Who needs two ISO document standards?

Our Petition says:

1. There is already a standard ISO26300 named Open Document Format (ODF): a dual standard adds costs, uncertainty and confusion to industry, government and citizens;

Phantom user requirements

A central counter-argument is that OOXML and ODF serve different purposes and different user needs: But what are these user requirements? And where are these users?

ECMA responses 2.1.3

OpenXML meets user requirements that are distinct from those of ODF and of significant material importance to corporations and government organizations worldwide.

However, neither was explained what these distinct user requirements are nor did these users show up. The allegation that ODF and OOXML serve different purposes does not hold.

It's not a bug, it's a feature

The ECMA document is quite blunt about the broken design of OOXML which is a central ECMA argument for two office document formats.

First, while both formats share the high-level goal, to represent documents, presentations, and spreadsheets in XML, their low-level goals differ fundamentally. OpenXML is designed to represent the existing corpus of documents faithfully, even if that means preserving idiosyncrasies that one might not choose given the luxury of starting from a clean slate. In the ODF design, compatibility with and preservation of existing Office documents were not goals. Each set of goals is valuable; sacrificing either at the expense of the other may not be in the best interest of users."
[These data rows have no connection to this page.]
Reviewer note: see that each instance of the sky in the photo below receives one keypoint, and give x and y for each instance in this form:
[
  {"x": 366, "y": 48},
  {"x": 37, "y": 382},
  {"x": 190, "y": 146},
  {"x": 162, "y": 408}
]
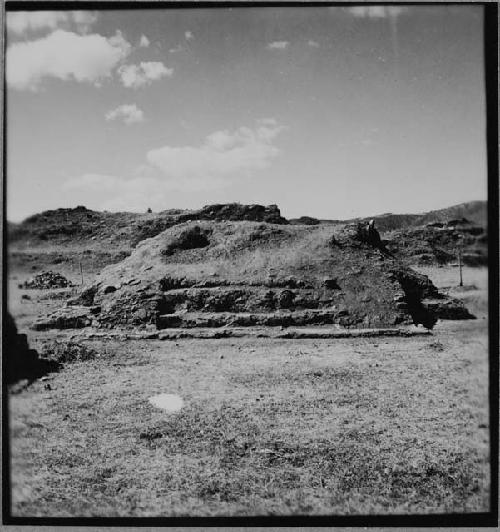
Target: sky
[{"x": 332, "y": 112}]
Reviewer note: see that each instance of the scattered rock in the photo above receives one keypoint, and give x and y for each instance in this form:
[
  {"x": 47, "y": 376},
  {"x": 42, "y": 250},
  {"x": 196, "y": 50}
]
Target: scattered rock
[{"x": 47, "y": 280}]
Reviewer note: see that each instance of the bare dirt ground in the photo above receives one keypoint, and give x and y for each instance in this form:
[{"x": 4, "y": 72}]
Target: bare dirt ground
[{"x": 344, "y": 426}]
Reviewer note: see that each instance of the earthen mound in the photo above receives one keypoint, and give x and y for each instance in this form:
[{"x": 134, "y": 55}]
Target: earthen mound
[
  {"x": 438, "y": 243},
  {"x": 212, "y": 274}
]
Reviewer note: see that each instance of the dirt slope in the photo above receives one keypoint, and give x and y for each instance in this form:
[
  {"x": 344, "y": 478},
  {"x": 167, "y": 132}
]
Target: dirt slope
[{"x": 210, "y": 274}]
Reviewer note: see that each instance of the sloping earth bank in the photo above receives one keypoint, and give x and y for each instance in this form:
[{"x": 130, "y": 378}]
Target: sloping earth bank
[{"x": 213, "y": 274}]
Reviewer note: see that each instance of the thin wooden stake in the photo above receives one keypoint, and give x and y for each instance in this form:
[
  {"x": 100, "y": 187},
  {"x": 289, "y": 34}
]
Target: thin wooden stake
[{"x": 460, "y": 265}]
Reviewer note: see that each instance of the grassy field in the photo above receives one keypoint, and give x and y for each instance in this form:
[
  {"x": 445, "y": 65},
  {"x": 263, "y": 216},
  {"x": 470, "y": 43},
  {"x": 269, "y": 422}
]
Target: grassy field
[{"x": 351, "y": 426}]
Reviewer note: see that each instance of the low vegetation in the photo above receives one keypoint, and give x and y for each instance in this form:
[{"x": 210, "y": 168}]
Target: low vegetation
[{"x": 268, "y": 427}]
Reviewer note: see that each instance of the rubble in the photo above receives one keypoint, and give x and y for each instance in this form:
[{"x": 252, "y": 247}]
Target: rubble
[{"x": 46, "y": 281}]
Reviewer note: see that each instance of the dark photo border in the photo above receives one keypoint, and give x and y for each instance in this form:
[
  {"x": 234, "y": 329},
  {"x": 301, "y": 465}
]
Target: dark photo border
[{"x": 435, "y": 520}]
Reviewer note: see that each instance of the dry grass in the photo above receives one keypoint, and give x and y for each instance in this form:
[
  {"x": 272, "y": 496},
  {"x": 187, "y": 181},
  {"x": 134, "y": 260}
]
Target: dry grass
[{"x": 353, "y": 426}]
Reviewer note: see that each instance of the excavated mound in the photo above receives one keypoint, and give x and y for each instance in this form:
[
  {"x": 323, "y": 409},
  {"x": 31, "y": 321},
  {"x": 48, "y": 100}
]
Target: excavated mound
[
  {"x": 438, "y": 243},
  {"x": 212, "y": 274}
]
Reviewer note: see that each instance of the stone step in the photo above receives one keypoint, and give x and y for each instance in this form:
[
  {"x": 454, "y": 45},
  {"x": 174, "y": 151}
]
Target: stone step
[{"x": 221, "y": 319}]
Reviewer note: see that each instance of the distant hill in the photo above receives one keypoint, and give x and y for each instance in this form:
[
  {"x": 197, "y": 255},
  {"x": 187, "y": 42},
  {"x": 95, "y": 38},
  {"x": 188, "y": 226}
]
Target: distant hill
[{"x": 473, "y": 211}]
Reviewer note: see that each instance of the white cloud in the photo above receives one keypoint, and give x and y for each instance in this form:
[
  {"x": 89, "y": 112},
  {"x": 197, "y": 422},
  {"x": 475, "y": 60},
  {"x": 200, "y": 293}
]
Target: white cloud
[
  {"x": 135, "y": 194},
  {"x": 376, "y": 12},
  {"x": 278, "y": 45},
  {"x": 224, "y": 154},
  {"x": 118, "y": 194},
  {"x": 23, "y": 21},
  {"x": 136, "y": 76},
  {"x": 144, "y": 42},
  {"x": 129, "y": 113},
  {"x": 64, "y": 55}
]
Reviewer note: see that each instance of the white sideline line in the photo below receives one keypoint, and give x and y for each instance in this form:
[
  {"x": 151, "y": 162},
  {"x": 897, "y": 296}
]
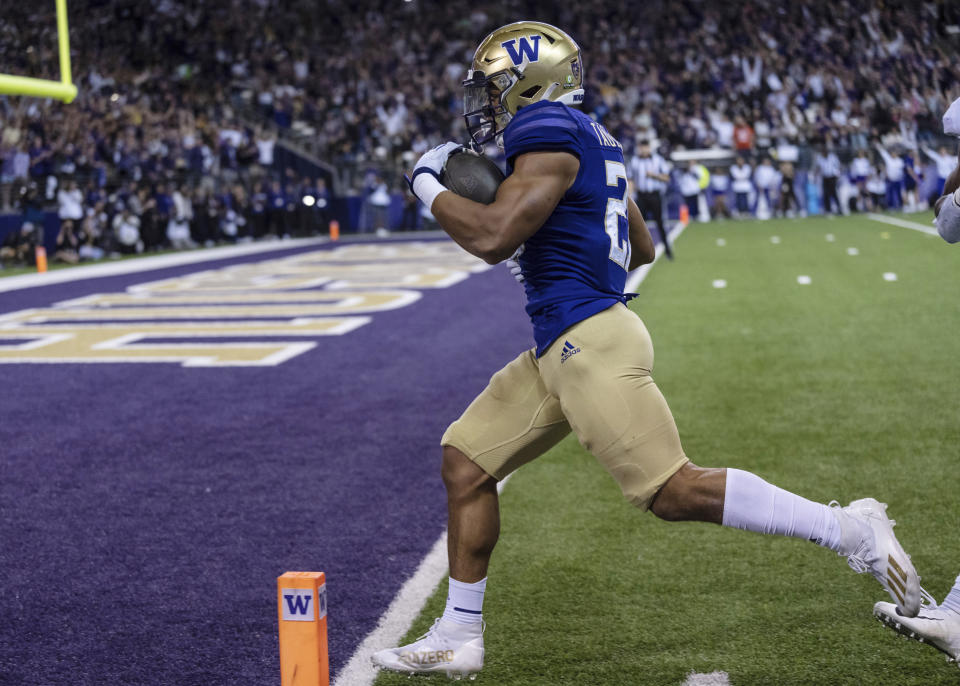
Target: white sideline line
[
  {"x": 142, "y": 264},
  {"x": 636, "y": 277},
  {"x": 396, "y": 621},
  {"x": 711, "y": 679},
  {"x": 408, "y": 603},
  {"x": 884, "y": 219}
]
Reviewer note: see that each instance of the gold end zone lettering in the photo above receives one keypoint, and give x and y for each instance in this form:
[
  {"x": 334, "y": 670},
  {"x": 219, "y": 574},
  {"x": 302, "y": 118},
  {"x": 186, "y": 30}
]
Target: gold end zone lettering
[{"x": 207, "y": 318}]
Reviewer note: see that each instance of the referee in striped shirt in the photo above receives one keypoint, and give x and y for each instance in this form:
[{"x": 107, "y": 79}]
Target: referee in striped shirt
[{"x": 650, "y": 174}]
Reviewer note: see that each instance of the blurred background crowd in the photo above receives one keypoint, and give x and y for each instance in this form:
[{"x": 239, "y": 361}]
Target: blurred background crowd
[{"x": 219, "y": 125}]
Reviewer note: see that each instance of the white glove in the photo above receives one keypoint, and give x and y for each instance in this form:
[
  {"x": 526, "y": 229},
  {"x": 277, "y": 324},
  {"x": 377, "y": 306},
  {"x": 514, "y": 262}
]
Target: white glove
[
  {"x": 425, "y": 181},
  {"x": 516, "y": 270},
  {"x": 951, "y": 120}
]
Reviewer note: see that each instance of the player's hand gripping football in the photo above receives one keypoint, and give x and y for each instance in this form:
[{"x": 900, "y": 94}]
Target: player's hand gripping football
[{"x": 425, "y": 179}]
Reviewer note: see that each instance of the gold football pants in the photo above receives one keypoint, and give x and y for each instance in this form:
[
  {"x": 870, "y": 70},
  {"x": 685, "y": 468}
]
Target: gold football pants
[{"x": 594, "y": 379}]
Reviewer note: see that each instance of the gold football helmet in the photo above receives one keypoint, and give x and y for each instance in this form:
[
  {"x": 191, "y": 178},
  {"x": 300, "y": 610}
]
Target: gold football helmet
[{"x": 517, "y": 65}]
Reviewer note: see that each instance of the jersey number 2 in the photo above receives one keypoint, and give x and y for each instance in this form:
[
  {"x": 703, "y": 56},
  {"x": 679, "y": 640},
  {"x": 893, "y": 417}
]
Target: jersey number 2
[{"x": 616, "y": 208}]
Still no one explained the purpose underlying "backwards compatibility" of a file format which means that the file format preserves support for unspecified deprecated components such as VML. While software has to be backwards compatible (support or convert earlier versions of the format) why should a file format preserve the idiocrasies of former non-standardized file formats? OpenXML mistakes the convenience of software-internal runtime representation of the document for an interoperable document (exchange) format. ISO standards are only about the latter. The only advantage of that "backwards compatibility" lies in the specific internals of a single vendor application which translates into a burden for competitors.

Therefore OOXML was not designed for interoperability. Yet, design goals are not the same as user needs. All those aspects covering "backwards compatibility" are not fully specified by ECMA-376. For this reason an ISO OOXML standard would be an unfair advantage for Microsoft. That unfair advantage and the broken design (ODF is human designed; OOXML looks machine designed) are now claimed to be the essential benefits of a double ISO standard.

Cultural diversity matters

ECMA fast-track responses 2.1.3:

"Differences between OpenXML and ODF are somewhat analogous to natural language differences, in the sense that it is possible to translate from one to the other, but differences exist in context and manner of expression. Just as natural language dictionaries can come in any size and level of detail, depending on how fully they capture unique subtleties and detail of meaning, file format specifications can also vary tremendously in size. The very detailed descriptions for OpenXML were included to ensure that stringent real-world requirements on capturing legacy content could be met consistently by many vendors on many platforms."

Serve your master

Michael Meeks, Novell preaches 'realism' and underestimates the power of standard bodies to just says "no way":

[the standard document format]…it should be ODF. In an ideal world… yes, a single file format that was a superset of features and so on would be ideal, but it is very difficult to even conceive of that happening. There is just such a lot of vested business interest in this sphere. It is just very difficult to do anything technical.